NOTES SUR UN JOUR DES MORTS
Notes sur le poème "Rhénane d'automne", d'Apollinaire (in Alcools). Citations entre guillemets.

 

1.
"RHENANE D'AUTOMNE

 

Les enfants des morts vont jouer
Dans le cimetière
Martin Gertrude Hans et Henri
Nul coq n'a chanté aujourd'hui
Kikiriki"

 

a) En quoi le titre nous renseigne-t-il ?

 

Le titre "Rhénane d'automne" nous renseigne sur le cadre spatio-temporel du texte : les bords du Rhin en automne.

 

b) En quoi l'expression "les enfants des morts" donne-t-elle le ton de ce poème ?

 

L'expression jette une note mélancolique.

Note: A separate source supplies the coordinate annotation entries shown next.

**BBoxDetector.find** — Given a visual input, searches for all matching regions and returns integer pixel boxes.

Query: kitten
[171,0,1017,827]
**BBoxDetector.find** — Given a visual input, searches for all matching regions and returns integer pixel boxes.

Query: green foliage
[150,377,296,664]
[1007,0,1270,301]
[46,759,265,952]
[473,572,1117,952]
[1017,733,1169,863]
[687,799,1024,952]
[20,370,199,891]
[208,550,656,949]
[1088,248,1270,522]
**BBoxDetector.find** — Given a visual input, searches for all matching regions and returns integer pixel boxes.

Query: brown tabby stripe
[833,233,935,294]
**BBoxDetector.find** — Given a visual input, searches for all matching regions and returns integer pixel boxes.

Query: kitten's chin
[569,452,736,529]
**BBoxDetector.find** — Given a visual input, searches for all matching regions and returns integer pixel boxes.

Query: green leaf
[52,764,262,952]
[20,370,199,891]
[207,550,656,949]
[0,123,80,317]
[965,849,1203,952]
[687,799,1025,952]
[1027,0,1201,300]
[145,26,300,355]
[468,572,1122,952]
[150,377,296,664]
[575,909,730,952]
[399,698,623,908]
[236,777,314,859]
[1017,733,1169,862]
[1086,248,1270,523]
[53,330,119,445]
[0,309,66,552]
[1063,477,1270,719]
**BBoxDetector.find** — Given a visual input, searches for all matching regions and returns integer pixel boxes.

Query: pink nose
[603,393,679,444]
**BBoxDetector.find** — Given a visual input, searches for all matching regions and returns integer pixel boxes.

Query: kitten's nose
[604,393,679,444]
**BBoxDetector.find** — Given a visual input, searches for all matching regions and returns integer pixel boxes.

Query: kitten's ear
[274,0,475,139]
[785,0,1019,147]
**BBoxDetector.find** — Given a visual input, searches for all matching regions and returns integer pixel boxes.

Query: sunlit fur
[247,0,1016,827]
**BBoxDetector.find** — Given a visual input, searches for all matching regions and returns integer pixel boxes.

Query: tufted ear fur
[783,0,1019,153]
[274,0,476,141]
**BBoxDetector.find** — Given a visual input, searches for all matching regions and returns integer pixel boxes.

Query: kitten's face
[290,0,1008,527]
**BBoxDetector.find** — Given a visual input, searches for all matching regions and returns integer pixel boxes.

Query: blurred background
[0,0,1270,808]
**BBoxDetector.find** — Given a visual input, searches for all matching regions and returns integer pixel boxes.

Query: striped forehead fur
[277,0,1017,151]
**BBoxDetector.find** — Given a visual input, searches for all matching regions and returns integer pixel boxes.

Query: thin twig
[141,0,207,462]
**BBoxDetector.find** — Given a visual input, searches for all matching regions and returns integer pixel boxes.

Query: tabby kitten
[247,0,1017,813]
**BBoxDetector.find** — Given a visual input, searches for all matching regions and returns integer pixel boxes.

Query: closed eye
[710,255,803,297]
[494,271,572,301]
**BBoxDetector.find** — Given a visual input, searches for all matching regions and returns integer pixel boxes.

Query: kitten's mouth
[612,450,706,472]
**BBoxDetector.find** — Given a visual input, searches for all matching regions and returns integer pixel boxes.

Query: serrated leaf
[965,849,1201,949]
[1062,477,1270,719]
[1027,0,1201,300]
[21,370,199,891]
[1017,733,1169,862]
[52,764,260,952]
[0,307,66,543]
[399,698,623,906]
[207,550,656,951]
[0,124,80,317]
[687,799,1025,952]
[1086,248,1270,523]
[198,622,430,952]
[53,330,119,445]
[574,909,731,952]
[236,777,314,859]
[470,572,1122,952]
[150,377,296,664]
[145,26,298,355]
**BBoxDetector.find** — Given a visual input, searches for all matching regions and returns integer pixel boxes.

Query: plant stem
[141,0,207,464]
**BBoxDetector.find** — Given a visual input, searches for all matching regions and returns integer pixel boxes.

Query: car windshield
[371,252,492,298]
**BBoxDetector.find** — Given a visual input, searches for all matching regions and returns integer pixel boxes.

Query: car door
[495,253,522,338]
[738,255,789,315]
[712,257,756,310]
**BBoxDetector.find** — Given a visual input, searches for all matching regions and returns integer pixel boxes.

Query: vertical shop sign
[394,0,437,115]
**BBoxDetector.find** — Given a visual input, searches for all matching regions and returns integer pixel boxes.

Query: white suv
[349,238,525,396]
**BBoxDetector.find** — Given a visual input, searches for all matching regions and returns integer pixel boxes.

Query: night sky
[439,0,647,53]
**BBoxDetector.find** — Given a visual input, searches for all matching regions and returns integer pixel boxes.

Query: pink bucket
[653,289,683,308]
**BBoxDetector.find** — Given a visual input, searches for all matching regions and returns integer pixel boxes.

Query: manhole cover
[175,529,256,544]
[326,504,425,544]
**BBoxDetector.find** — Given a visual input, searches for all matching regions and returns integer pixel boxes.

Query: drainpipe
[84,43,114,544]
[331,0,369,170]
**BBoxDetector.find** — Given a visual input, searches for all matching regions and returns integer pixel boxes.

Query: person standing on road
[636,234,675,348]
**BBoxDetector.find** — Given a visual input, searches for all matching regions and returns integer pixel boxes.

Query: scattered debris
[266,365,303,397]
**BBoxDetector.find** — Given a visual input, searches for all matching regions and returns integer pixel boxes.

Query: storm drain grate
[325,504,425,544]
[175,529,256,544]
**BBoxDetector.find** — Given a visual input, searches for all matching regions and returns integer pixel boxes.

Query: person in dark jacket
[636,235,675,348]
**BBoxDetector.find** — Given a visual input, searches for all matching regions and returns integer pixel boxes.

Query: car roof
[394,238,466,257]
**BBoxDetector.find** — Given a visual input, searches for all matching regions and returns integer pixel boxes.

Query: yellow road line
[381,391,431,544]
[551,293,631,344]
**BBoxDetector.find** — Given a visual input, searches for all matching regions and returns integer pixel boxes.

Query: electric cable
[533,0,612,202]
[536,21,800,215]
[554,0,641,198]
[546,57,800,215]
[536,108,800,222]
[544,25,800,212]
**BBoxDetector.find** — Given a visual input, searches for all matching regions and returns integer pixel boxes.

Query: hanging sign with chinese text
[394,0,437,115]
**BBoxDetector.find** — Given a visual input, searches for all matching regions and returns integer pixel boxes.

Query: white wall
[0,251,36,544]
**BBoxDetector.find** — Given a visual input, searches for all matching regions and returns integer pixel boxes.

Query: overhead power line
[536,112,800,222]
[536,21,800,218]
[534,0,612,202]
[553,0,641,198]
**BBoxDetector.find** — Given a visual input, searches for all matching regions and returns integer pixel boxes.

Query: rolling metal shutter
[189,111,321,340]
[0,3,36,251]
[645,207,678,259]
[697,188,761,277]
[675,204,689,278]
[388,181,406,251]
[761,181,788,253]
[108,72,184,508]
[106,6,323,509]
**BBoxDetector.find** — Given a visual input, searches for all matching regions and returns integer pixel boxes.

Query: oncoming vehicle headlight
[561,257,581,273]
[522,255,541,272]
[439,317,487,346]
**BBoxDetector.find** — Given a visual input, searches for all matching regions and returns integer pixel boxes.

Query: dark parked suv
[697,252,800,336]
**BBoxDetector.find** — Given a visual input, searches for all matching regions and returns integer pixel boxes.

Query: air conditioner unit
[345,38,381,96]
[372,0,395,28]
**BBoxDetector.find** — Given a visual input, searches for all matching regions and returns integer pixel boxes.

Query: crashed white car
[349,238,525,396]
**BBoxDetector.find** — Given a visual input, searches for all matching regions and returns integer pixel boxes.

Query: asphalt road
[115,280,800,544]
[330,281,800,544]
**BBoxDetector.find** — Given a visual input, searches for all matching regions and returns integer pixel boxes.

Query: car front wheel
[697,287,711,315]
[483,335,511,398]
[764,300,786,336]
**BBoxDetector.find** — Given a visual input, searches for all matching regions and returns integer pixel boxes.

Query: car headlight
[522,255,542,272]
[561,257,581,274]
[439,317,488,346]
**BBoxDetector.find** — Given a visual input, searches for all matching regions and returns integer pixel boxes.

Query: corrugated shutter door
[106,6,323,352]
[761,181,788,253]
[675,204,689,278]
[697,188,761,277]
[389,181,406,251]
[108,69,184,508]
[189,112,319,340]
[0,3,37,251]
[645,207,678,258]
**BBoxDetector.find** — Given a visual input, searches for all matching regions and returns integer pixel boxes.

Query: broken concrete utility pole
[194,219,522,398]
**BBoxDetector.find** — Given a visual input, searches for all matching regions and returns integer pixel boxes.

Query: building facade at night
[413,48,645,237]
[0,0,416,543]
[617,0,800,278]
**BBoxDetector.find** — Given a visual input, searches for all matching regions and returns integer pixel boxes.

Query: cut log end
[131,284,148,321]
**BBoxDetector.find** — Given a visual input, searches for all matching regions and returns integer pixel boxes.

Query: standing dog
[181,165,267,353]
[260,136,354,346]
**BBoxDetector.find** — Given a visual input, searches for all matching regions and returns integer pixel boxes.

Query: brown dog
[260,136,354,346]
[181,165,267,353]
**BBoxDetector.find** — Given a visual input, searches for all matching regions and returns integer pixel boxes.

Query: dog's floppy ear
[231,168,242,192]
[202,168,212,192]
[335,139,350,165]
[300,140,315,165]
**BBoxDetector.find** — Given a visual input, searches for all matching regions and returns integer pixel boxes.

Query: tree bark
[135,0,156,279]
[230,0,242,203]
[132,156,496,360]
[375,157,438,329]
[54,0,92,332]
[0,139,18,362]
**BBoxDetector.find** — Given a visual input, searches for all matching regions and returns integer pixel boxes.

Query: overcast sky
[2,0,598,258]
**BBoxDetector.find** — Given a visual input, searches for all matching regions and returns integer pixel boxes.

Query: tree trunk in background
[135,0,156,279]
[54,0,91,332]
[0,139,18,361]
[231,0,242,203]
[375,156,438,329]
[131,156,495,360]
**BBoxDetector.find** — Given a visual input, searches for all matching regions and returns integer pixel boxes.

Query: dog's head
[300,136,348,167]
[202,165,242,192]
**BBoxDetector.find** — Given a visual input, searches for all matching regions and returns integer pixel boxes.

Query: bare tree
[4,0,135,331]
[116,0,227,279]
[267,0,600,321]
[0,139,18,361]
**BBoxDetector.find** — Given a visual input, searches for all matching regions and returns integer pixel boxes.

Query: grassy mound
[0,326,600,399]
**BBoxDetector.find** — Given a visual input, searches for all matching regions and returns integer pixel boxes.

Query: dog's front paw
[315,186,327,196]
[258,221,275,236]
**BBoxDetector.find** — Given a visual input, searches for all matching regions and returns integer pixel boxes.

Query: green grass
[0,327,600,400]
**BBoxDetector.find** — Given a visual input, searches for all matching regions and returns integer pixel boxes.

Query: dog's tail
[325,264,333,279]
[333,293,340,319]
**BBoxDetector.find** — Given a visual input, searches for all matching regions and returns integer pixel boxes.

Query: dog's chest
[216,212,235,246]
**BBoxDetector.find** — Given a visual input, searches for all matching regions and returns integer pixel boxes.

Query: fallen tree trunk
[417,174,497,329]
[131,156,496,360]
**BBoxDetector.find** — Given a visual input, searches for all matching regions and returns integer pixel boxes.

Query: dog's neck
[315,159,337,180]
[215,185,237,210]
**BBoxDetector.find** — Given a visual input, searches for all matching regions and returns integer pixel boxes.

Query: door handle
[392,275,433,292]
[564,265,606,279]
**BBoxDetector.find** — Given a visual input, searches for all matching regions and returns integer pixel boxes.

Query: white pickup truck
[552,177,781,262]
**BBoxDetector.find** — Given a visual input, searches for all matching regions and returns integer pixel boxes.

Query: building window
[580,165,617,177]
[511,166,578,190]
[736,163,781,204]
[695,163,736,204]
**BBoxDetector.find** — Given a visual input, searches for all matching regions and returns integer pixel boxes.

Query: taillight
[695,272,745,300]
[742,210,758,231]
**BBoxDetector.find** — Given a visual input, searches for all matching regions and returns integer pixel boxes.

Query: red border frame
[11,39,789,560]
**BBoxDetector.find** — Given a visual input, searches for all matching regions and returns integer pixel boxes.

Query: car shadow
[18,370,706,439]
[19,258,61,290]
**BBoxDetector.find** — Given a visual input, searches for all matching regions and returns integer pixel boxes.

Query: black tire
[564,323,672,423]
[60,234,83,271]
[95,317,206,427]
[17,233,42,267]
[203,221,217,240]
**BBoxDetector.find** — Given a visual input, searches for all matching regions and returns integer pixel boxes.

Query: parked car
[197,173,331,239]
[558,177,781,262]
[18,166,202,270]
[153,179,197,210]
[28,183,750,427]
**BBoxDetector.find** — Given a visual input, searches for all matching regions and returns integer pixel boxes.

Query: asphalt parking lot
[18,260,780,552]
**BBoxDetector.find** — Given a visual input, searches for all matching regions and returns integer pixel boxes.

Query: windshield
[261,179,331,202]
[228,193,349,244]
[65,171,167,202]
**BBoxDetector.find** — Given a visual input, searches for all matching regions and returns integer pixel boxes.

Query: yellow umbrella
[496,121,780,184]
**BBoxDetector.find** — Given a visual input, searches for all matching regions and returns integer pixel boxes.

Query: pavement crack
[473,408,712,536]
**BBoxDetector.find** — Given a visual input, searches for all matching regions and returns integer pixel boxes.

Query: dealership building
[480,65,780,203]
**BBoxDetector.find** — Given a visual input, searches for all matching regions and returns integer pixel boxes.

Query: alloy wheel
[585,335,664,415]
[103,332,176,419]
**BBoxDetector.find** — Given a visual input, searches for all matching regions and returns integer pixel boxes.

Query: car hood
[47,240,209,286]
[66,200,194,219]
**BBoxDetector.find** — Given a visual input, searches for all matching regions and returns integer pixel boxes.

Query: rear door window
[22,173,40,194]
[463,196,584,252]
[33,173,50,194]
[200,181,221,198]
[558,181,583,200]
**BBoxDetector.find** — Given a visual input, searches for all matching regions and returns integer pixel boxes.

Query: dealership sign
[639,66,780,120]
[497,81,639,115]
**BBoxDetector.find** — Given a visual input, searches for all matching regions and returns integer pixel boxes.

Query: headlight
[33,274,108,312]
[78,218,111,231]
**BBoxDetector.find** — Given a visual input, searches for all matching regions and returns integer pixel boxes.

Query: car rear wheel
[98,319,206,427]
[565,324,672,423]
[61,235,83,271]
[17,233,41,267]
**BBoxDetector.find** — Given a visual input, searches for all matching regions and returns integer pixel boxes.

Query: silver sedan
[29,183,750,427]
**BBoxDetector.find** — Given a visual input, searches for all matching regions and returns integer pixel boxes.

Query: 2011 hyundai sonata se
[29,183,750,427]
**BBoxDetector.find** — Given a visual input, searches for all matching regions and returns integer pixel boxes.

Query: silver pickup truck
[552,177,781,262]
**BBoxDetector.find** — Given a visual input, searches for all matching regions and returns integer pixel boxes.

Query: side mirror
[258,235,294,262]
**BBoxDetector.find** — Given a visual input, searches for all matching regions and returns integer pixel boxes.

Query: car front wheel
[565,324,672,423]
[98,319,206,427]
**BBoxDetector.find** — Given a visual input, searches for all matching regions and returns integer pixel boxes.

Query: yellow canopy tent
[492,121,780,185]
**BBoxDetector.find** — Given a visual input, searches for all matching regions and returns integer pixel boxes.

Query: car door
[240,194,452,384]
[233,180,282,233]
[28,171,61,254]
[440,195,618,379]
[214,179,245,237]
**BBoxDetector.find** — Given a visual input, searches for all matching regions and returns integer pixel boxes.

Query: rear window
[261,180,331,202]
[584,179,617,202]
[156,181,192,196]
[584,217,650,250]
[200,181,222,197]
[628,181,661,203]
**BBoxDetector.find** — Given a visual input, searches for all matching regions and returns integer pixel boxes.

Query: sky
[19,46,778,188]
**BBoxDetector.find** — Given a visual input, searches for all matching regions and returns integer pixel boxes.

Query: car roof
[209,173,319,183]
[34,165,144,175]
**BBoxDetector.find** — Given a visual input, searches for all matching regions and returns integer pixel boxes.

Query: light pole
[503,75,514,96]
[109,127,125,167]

Elle rend compte à la fois de la tragédie du vivant (dont la condition est de vivre parmi les morts) et de notre nécessaire légéreté : les enfants font ce que font tous les enfants, ils "vont jouer".

 

c) En quoi l'emploi de l'onomatopée est-il intéressant ?

 

L'onomatopée "kikiriki" équivaut au "cocorico" de la langue française. Il marque la présence de la culture germanique, mais, surtout, il actualise l'être d'une absence, celle du chant du coq. Le coq n'a pas chanté ; nul ne sera trahi.

 

2.
"Les vieilles femmes
Tout en pleurant cheminent
Et les bons ânes
Braillent hi han et se mettent à brouter les fleurs
Des couronnes mortuaires"

 

Pourquoi, à votre avis, cette strophe mêle-t-elle la tristesse et le grotesque ?

 

Sans doute, Apollinaire se refuse-t-il à écrire une poésie qui pourrait passer pour misérabiliste. Comme à son habitude, il a recours à la fantaisie, et tente ainsi de rendre compte de tous les aspects du réel : la tristesse des "vieilles femmes" qui pleurent, mais aussi la cocasserie des "ânes" qui "se mettent à brouter les fleurs des couronnes mortuaires". On notera que, comme dans la première strophe, l'auteur a recours à l'onomatopée (cf "hi han") pour souligner le côté plaisant de son évocation.

 

3.
"C'est le jour des morts et de toutes leurs âmes
Les enfants et les vieilles femmes
Allument des bougies et des cierges
Sur chaque tombe catholique
Les voiles des vieilles
Les nuages du ciel
Sont comme des barbes de biques"

 

En quoi la composition de cette strophe est-elle intéressante ?

 

La troisième strophe confirme la composition choisie par le poète. Comme pour les deux premières strophes, le poète commence par une évocation réaliste (ici, l'évocation de la Toussaint) puis il en module la mélancolie par l'emploi d'un trait fantaisiste ; ainsi, les "voiles des vieilles" et les "nuages" sont comparés à des "barbes de biques". On peut noter que dans ces trois premières strophes, ce sont les animaux qui servent de prétexte au sourire.

 

4.
"L'air tremble de flammes et de prières
Le cimetière est un beau jardin
Plein de saules gris et de romarins
Il vous vient souvent des amis qu'on enterre
Ah ! que vous êtes bien dans le beau cimetière
Vous mendiants morts saouls de bière
Vous les aveugles comme le destin
Et vous petits enfants morts en prière"

 

En quoi cette strophe introduit-elle une rupture dans la composition du poème ?

 

La mélancolie ici se fait plus prégnante. Le tableau est certes apaisant (cf "Le cimetière est un beau jardin / Plein de saules gris et de romarins"), et l'auteur se permet même une légère désinvolture ("Ah ! que vous êtes bien dans le beau cimetière"), mais l'adresse aux morts sonne comme un memento mori, un souviens-toi que la vie est fragile. De plus, le jeu des rimes est plus évident, plus affirmé, donnant ainsi à la strophe un air plus net de chanson, de ritournelle.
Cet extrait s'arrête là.